Ciao a tutti, premetto che fino a ieri funzionava tutto benissimo....

All'improvviso (avevo appena fatto l'emerge di "dhcpcd" e "openvpn" ma non li avevo ancora lanciati....non so se centra...)

la mia gentoo ha data fuori di matto, al primo riavvio ho rilevato le seguenti anomalia:

1) Mi chiedeva (ad ogni avvio) di eseguire il chkfs della root e mi chiedeva se volevo continuare visto che il fs era montato  e poteva causare grossi danni

2) "Loading snd-card-0" ... FATAL -> snd_*** not found... (però in kde l'audio va benone)

3) Mi dava strani messaggi sulla rete che non ricordo

4) In modalità console sapete che c'è "nomepc.dominio" prima me lo dava ore "nomepc.none"

5) altro...

Dopo mille "no" ho risposto sì al punto uno ed ho ricevuto un mesg sul ripristino del journal (uso ext3). All'avvio seguente la domanda si riproponeva...

Visto i punti 1 e 2 ho pensato magari che ci potevano essere stati problemi sul fs proprio in "/lib/modules", quindi ho ricompilato il kernel...

Ora i problemi rimasti sono 2) e 4)

Questo non mi darebbe grossi problemi se non fosse per il fatto che non mi va più la rete.

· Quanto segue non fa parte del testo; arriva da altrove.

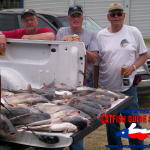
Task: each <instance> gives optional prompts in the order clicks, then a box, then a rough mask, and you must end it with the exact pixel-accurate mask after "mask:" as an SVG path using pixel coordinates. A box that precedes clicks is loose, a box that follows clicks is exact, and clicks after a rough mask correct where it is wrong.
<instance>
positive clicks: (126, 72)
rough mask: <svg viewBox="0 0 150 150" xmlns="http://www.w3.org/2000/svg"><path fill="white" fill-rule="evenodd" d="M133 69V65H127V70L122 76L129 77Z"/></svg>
mask: <svg viewBox="0 0 150 150" xmlns="http://www.w3.org/2000/svg"><path fill="white" fill-rule="evenodd" d="M133 71H134V67H133V66H128V67H127V71H126V72H125V73H124V77H129V76H130V75H131V74H132V72H133Z"/></svg>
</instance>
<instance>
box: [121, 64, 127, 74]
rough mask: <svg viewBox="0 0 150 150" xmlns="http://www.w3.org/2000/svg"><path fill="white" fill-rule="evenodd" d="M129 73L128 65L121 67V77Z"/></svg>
mask: <svg viewBox="0 0 150 150" xmlns="http://www.w3.org/2000/svg"><path fill="white" fill-rule="evenodd" d="M126 71H127V66H126V65H123V66H122V67H121V75H122V76H123V74H124V73H125V72H126Z"/></svg>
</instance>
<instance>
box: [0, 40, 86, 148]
mask: <svg viewBox="0 0 150 150" xmlns="http://www.w3.org/2000/svg"><path fill="white" fill-rule="evenodd" d="M85 55H86V51H85V45H84V43H78V42H60V41H43V40H22V39H21V40H20V39H7V49H6V56H0V64H1V65H0V70H1V88H2V89H10V90H11V89H13V90H20V89H27V86H28V84H31V86H32V87H33V88H42V87H43V83H45V84H49V83H51V82H52V81H53V80H54V79H55V82H56V83H66V84H70V85H73V86H81V85H83V82H84V76H83V74H81V73H80V72H84V69H85ZM37 134H38V133H37ZM71 134H72V133H68V134H65V135H63V134H50V133H45V134H43V136H44V135H45V136H51V137H52V136H56V135H57V136H58V137H59V142H58V143H56V144H52V145H49V144H46V143H44V142H43V141H40V140H39V138H37V137H36V136H35V135H33V134H32V133H31V132H30V131H29V132H26V133H25V134H23V133H22V132H17V134H16V136H15V137H9V136H6V135H3V138H2V139H3V140H4V141H10V142H13V143H19V144H24V145H31V146H36V147H45V146H46V145H47V146H46V147H51V148H53V147H55V148H56V147H60V145H61V146H62V147H65V146H68V145H70V144H71V143H72V138H71V137H70V135H71ZM62 135H63V136H62ZM69 139H70V140H69ZM31 141H32V142H31Z"/></svg>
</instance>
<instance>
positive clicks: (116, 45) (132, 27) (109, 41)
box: [95, 25, 147, 92]
mask: <svg viewBox="0 0 150 150" xmlns="http://www.w3.org/2000/svg"><path fill="white" fill-rule="evenodd" d="M97 41H98V49H99V59H98V61H97V63H96V64H95V65H97V66H98V65H99V67H100V68H99V81H98V85H99V86H100V87H107V88H109V89H113V90H116V91H121V92H122V91H126V90H127V89H129V88H130V87H131V85H132V83H133V80H134V77H135V74H136V71H134V72H133V73H132V74H131V75H130V76H129V80H130V85H129V86H124V85H123V84H122V79H123V76H121V67H122V66H123V65H127V66H131V65H133V63H134V62H135V61H136V53H139V54H142V53H145V52H147V49H146V46H145V43H144V40H143V37H142V34H141V32H140V31H139V30H138V29H137V28H136V27H132V26H128V25H123V28H122V29H121V30H120V31H119V32H116V33H110V32H109V31H108V28H105V29H103V30H101V31H100V32H99V33H98V35H97Z"/></svg>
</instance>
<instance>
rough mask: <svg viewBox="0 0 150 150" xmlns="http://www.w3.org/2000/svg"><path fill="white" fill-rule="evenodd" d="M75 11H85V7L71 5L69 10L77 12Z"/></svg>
mask: <svg viewBox="0 0 150 150" xmlns="http://www.w3.org/2000/svg"><path fill="white" fill-rule="evenodd" d="M75 9H81V10H83V7H82V6H81V5H71V6H70V7H69V10H75Z"/></svg>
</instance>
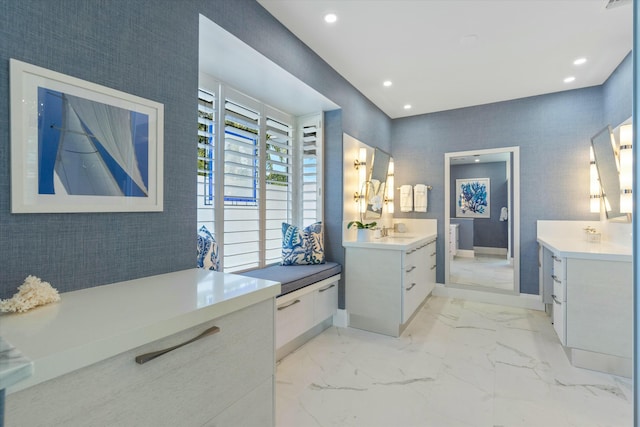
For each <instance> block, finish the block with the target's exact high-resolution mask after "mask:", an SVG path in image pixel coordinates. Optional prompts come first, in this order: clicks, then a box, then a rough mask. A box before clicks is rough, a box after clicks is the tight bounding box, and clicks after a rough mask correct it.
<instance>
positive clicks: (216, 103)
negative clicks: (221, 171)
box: [196, 90, 218, 234]
mask: <svg viewBox="0 0 640 427" xmlns="http://www.w3.org/2000/svg"><path fill="white" fill-rule="evenodd" d="M216 98H217V97H216V94H215V93H214V92H212V91H204V90H199V91H198V158H197V164H198V171H197V190H196V194H197V204H196V209H197V218H198V229H200V227H202V226H203V225H204V226H206V227H207V229H208V230H209V231H210V232H211V233H212V234H214V233H215V211H214V208H215V198H214V196H215V179H214V176H215V168H216V167H215V138H216V132H217V128H218V126H217V124H216V107H217V99H216Z"/></svg>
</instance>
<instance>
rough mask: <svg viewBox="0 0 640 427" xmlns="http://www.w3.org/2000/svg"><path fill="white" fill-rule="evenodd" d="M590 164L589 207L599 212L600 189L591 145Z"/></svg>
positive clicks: (600, 193)
mask: <svg viewBox="0 0 640 427" xmlns="http://www.w3.org/2000/svg"><path fill="white" fill-rule="evenodd" d="M589 152H590V159H591V164H590V166H589V178H590V185H589V201H590V202H589V207H590V211H591V212H593V213H599V212H600V199H601V194H602V190H601V189H600V178H599V177H598V168H597V167H596V158H595V156H594V155H593V147H590V149H589Z"/></svg>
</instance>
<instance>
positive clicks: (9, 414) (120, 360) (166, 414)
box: [5, 299, 275, 427]
mask: <svg viewBox="0 0 640 427" xmlns="http://www.w3.org/2000/svg"><path fill="white" fill-rule="evenodd" d="M273 312H274V301H273V299H270V300H267V301H264V302H261V303H258V304H255V305H252V306H249V307H247V308H245V309H243V310H240V311H237V312H234V313H231V314H228V315H226V316H222V317H220V318H217V319H214V320H209V321H206V322H205V323H203V324H201V325H198V326H196V327H193V328H189V329H187V330H185V331H182V332H179V333H177V334H174V335H171V336H168V337H166V338H163V339H160V340H158V341H154V342H151V343H149V344H146V345H144V346H141V347H138V348H136V349H133V350H130V351H127V352H124V353H122V354H119V355H117V356H114V357H112V358H109V359H106V360H103V361H102V362H98V363H96V364H93V365H90V366H87V367H84V368H81V369H78V370H76V371H73V372H70V373H68V374H65V375H63V376H60V377H57V378H54V379H52V380H49V381H46V382H43V383H40V384H38V385H35V386H33V387H29V388H27V389H24V390H21V391H18V392H15V393H12V394H9V395H8V396H7V399H6V419H5V421H6V424H5V425H6V426H7V427H9V426H36V425H47V426H75V425H77V426H88V425H95V426H115V425H117V426H136V427H138V426H159V425H205V424H206V423H207V422H208V421H209V420H211V419H213V418H214V417H216V416H218V415H219V414H222V413H224V412H225V411H226V410H227V408H230V407H231V406H233V405H234V404H235V402H238V401H240V400H241V399H242V398H243V397H244V396H247V395H250V394H251V393H252V392H253V391H254V390H256V389H257V388H259V387H260V386H261V385H262V384H265V382H266V383H267V384H269V383H270V381H271V379H272V378H273V373H274V369H275V368H274V367H275V361H274V342H273V336H274V330H273V325H274V314H273ZM212 326H217V327H219V328H220V331H219V332H218V333H216V334H214V335H211V336H205V337H203V338H202V339H200V340H198V341H195V342H191V343H190V344H186V345H185V346H183V347H180V348H177V349H175V350H173V351H171V352H169V353H166V354H164V355H162V356H159V357H158V358H156V359H153V360H150V361H148V362H146V363H144V364H137V363H136V362H135V360H134V359H135V357H136V356H139V355H141V354H145V353H148V352H153V351H157V350H161V349H165V348H168V347H172V346H175V345H177V344H180V343H183V342H185V341H187V340H189V339H191V338H193V337H195V336H197V335H198V334H200V333H202V332H203V331H204V330H205V329H207V328H210V327H212ZM261 395H262V397H263V398H264V399H265V400H266V401H267V402H269V403H268V404H267V405H266V406H265V407H264V408H263V409H262V410H261V415H260V416H259V417H260V418H261V422H260V423H259V424H258V425H265V426H266V425H272V424H273V421H272V420H273V408H272V406H273V405H272V403H271V402H272V400H271V399H270V398H269V396H267V395H265V394H264V393H261ZM34 408H36V409H37V410H34Z"/></svg>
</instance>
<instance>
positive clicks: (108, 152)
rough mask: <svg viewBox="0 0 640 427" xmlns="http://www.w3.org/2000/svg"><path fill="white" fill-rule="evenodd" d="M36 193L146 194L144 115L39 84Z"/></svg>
mask: <svg viewBox="0 0 640 427" xmlns="http://www.w3.org/2000/svg"><path fill="white" fill-rule="evenodd" d="M38 106H39V111H38V121H39V123H38V129H39V132H38V133H39V135H38V193H39V194H66V195H87V196H89V195H90V196H126V197H148V194H149V190H148V157H149V154H148V142H149V141H148V135H149V117H148V116H147V115H146V114H142V113H138V112H135V111H130V110H127V109H124V108H119V107H116V106H113V105H108V104H104V103H101V102H96V101H92V100H89V99H86V98H82V97H79V96H74V95H70V94H66V93H63V92H59V91H55V90H51V89H47V88H43V87H39V88H38Z"/></svg>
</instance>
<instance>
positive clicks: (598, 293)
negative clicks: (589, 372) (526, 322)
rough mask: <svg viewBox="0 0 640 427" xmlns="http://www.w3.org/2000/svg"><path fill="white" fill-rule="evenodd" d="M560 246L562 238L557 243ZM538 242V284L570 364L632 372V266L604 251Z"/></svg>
mask: <svg viewBox="0 0 640 427" xmlns="http://www.w3.org/2000/svg"><path fill="white" fill-rule="evenodd" d="M558 246H560V244H559V245H558ZM598 248H599V247H595V248H593V247H587V249H591V251H592V252H590V253H589V252H587V253H586V254H583V253H581V252H578V251H574V252H569V251H562V250H558V249H557V248H553V247H547V246H544V245H542V246H541V249H540V286H541V288H542V291H543V300H544V301H545V302H548V303H549V304H550V310H548V311H549V312H550V314H551V315H552V322H553V328H554V329H555V331H556V333H557V335H558V339H559V340H560V342H561V343H562V345H563V346H565V347H566V350H567V355H568V356H569V358H570V360H571V363H572V364H573V365H574V366H578V367H582V368H588V369H594V370H598V371H603V372H608V373H611V374H616V375H622V376H627V377H630V376H631V372H632V354H633V329H632V325H633V277H632V276H633V270H632V263H631V261H627V260H626V259H624V257H622V256H611V255H608V254H607V253H603V254H601V255H600V254H593V251H594V250H595V249H598Z"/></svg>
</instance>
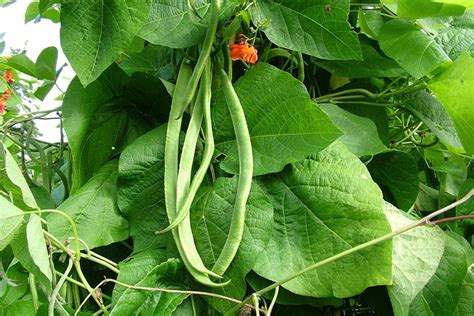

All'avvio parte "net.lo" e "net.eth0" (net.ppp non lo faccio partire all'avvio) e non mi da nessun messaggio di errore. "ifconfig" presenta le due interfaccie con i settaggi corretti, un "route -n" mi restituisce che il gw di default è corretto,

però non riesco a pingare neppure fino al router (ne agli altri pc della rete interna), non parliamo poi di uscire su internet. Il problema non è del cavo o cose del genere perxhé sullo stesso pc con windows esce tranquillo.

Fino l'altro giorno anche con gentoo....ci ho fatto l'installazione...

Per configurare la rete uso il file "/etc/conf.d/net". 

Avevo fatto un piccolo script per stoppare la rete cambiare il file appena menzionato e farla ripartire (per agevolare il passaggio da ip statico (qui), ad dhcp con openvpn (in un altro posto)).

Cmq non so proprio cosa pensare...se provo a pingare semplicemente il router mi dice host Unrechable (o qlc del genere...  :Smile: )

Che posso fare? Qualche idea?

[SOLUZIONE: Grazie a questo 3d sono riuscito a mettere a posto il tutto.]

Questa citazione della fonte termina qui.